A radio link between an eNode B and an RN is called a backhaul link. A link directed from the eNode B to the RN and a link directed from the RN to the eNode B are called a backhaul downlink and a backhaul uplink, respectively. A radio link between an RN and a UE is called an access link. A link directed from the RN to the UE and a link directed from the UE to the RN are called an access downlink and an access uplink, respectively.

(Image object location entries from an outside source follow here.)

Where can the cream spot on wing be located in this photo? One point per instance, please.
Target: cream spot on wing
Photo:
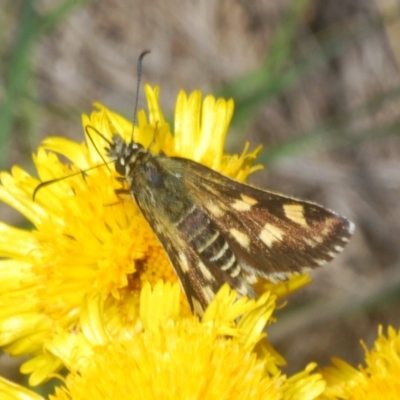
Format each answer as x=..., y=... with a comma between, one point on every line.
x=234, y=273
x=240, y=237
x=217, y=256
x=251, y=278
x=215, y=209
x=310, y=242
x=240, y=205
x=184, y=264
x=271, y=234
x=197, y=307
x=206, y=272
x=295, y=212
x=249, y=200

Although a downlink and an uplink have different bandwidths in a typical wireless communication system, use of only one carrier is considered for each of the downlink and the uplink. For example, a single-carrier wireless communication system may be provided, in which each of a downlink and an uplink has a single carrier and the bandwidths of the downlink and the uplink are generally symmetrical.
The International Telecommunication Union (ITU) requires that an IMT-Advanced candidate technology supports an extended bandwidth, compared to the legacy wireless communication systems. However, it is not easy to allocate a frequency having a broad band all around the world except some regions. Accordingly, as a technology for efficiently utilizing narrow frequency band fragments, Carrier Aggregation (CA, i.e. bandwidth aggregation) or spectrum aggregation has been developed to create the effect of using a logical broad band by physically aggregating a plurality of bands in the frequency domain.
CA is introduced to support increased throughput, to prevent a cost increase caused by the use of broadband Radio Frequency (RF) devices, and to ensure backward compatibility with the legacy systems. CA is a technology of enabling data exchange between a UE and an eNode B in a group of a plurality of carriers each having a bandwidth unit as defined in a legacy wireless communication system (i.e. a Long Term Evolution (LTE) system for an LTE-Advanced (LTE-A) system or an Institute of Electrical and Electronics Engineers (IEEE) 802.16e system for an IEEE 802.16m system). A carrier having a bandwidth unit as defined in the legacy wireless communication system is called a Component Carrier (CC). For example, although one CC supports a bandwidth of 5 MHz, 10 MHz, or 20 MHz, CA can support a system bandwidth of up to 100 MHz by aggregating up to 5 CCs.
The above-described CA technology can be applied to transmission and reception on a backhaul link between an eNode B and an RN and/or transmission and reception on an access link between an RN and a UE. However, a technique for configuring and assigning system transmission resources, which supports combination and/or adaptation of these two technologies, is yet to be specified.